Hindsight is 20/20 and looking back, we both feel extremely fortunate. My husband got better and passed the 5 year survival mark, even though he still has some residual side-effects. We had to re-establish our marriage and he had to learn to concentrate on becoming the father again. He is now the strong man I remember him to be. His relationship with me and the kids are great. But - most of all, I am fortunate to have learned so much.
Some tips for those going through the same thing:
1. Allow others to help. Without my mother-in-law moving in, I'm not sure how we would have made it. I was able to keep working to keep our health insurance and pay our rent. The kids were taken care of with the babysitters help. Family visited to ensure that hubby was able to make his doctor's appointments. During in-patient treatment, we ensured that he always had someone at the hospital to ask questions and ensure his treatment was moving along correctly.

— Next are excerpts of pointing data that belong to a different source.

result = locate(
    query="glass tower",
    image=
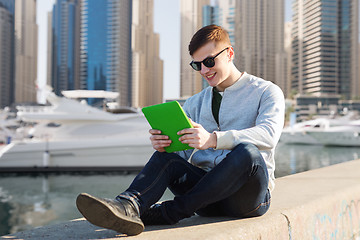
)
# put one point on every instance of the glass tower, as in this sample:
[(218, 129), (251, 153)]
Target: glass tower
[(325, 47), (105, 47), (65, 35)]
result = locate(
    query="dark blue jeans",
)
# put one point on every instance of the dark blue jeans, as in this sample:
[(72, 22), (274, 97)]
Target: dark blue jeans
[(236, 187)]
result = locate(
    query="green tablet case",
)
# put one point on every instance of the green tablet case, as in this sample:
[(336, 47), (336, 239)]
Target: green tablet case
[(170, 118)]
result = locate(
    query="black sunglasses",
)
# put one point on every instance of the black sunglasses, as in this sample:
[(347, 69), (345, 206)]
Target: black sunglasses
[(208, 62)]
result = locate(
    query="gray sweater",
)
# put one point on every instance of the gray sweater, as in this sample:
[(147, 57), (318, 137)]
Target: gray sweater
[(252, 110)]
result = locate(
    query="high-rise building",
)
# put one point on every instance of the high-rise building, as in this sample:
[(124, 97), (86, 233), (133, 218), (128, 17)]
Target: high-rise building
[(191, 20), (259, 34), (106, 47), (147, 67), (25, 51), (64, 44), (325, 47), (6, 56), (92, 46), (222, 13)]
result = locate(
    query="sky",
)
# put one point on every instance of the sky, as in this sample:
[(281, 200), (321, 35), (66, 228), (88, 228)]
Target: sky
[(166, 23)]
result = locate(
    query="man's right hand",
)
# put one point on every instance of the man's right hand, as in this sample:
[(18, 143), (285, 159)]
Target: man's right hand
[(159, 141)]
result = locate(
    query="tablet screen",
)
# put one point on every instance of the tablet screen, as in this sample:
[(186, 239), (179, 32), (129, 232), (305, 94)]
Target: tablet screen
[(169, 118)]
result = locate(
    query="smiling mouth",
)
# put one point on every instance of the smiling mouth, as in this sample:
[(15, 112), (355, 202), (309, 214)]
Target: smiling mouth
[(211, 76)]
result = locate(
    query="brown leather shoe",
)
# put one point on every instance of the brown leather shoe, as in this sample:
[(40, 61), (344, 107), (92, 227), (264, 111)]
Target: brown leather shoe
[(119, 215)]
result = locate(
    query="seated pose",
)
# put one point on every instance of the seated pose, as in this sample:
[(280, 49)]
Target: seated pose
[(237, 123)]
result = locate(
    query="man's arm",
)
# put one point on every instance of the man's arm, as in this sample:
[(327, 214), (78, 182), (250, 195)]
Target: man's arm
[(269, 124)]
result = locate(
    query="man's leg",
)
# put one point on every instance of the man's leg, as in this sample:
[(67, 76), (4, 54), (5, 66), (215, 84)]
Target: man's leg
[(162, 171), (242, 172)]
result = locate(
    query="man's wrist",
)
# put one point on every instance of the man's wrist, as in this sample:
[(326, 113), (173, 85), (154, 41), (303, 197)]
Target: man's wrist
[(214, 140)]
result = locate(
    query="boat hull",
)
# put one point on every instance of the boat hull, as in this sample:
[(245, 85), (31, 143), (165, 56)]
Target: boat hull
[(74, 156)]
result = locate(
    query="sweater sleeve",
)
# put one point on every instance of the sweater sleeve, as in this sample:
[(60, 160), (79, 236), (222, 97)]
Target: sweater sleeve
[(268, 126)]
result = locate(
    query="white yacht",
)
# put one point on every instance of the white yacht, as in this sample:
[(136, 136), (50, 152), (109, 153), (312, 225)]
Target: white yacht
[(346, 135), (299, 133), (72, 136)]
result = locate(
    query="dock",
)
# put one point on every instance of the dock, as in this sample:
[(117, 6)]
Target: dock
[(317, 204)]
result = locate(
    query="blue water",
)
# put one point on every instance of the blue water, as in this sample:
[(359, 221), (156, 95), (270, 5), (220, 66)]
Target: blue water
[(28, 201)]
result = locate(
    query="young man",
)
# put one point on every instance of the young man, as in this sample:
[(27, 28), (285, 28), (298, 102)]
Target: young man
[(237, 123)]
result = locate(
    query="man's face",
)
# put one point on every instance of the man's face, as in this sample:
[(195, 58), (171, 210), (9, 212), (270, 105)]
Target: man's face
[(217, 75)]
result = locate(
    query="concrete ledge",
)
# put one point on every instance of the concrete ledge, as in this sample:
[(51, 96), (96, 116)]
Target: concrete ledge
[(318, 204)]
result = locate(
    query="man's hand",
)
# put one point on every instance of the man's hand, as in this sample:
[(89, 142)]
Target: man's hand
[(158, 141), (198, 137)]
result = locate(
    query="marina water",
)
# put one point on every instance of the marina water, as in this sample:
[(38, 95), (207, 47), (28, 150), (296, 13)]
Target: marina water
[(28, 201)]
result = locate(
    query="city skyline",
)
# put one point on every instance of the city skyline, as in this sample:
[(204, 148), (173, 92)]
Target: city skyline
[(166, 24)]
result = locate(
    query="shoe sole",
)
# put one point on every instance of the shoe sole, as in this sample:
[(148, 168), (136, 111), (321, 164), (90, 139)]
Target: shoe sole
[(98, 213)]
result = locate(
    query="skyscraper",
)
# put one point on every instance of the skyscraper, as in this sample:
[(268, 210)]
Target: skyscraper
[(226, 17), (64, 46), (6, 56), (105, 47), (325, 47), (92, 46), (147, 67), (191, 21), (259, 35), (25, 51)]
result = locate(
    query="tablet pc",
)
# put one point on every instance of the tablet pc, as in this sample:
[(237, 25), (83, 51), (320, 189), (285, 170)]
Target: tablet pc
[(169, 118)]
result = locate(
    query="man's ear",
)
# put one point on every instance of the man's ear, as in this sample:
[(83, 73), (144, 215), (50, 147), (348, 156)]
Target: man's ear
[(231, 53)]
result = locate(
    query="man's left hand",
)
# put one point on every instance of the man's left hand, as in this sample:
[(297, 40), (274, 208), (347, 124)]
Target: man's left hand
[(198, 137)]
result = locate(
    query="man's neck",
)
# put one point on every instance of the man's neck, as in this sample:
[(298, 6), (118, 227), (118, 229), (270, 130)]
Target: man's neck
[(233, 78)]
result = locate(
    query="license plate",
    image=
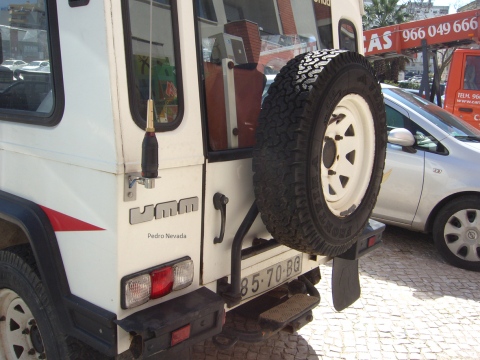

2. Ask questions, ask more questions and ask even more questions. Do not be intimated by doctors and do not allow them to rush you through treatment. If you are not comfortable with a doctor or feel you aren't getting enough time, switch doctors! This is your life and you must take charge of it.
3. Take life in small chunks. Don't think about next week if it's stressing you out. Live hour by hour and deal with the here and now if that's as much as you can handle. Life will continue moving on and worrying about next week or next month if you can't change anything now is a waste of energy and introduces unnecessary stress.
4. Take comfort in the small things. Establish rapport with the nursing staff - they can sometimes be your best ally and really helped us deal with setbacks. Celebrate successes. Lean on others and share feelings. I remember one moment when my 5 year old son and my two pre-teen nephews shaved their heads to be like "Uncle Mike", who was completely bald by then. That is still a picture I treasure.
5. Pray - not just for healing, but also pray for moments of peace. Take a moment and pray for others who need help as much or more than you do.
In conclusion, we don't know why hubby developed cancer. But - I can tell you how humbling the entire process was for both of us. We were so fortunate to have good doctors, an excellent support system, access to quality health care and people who encouraged us never to give up. As we went through the MD Anderson Cancer Center in Houston, we saw people where cancer had eaten up part of their face, kids in strollers with bald heads and the pale face associated with chemo and we realized that no matter what was in store, as a family we could be strong and use this experience to become stronger.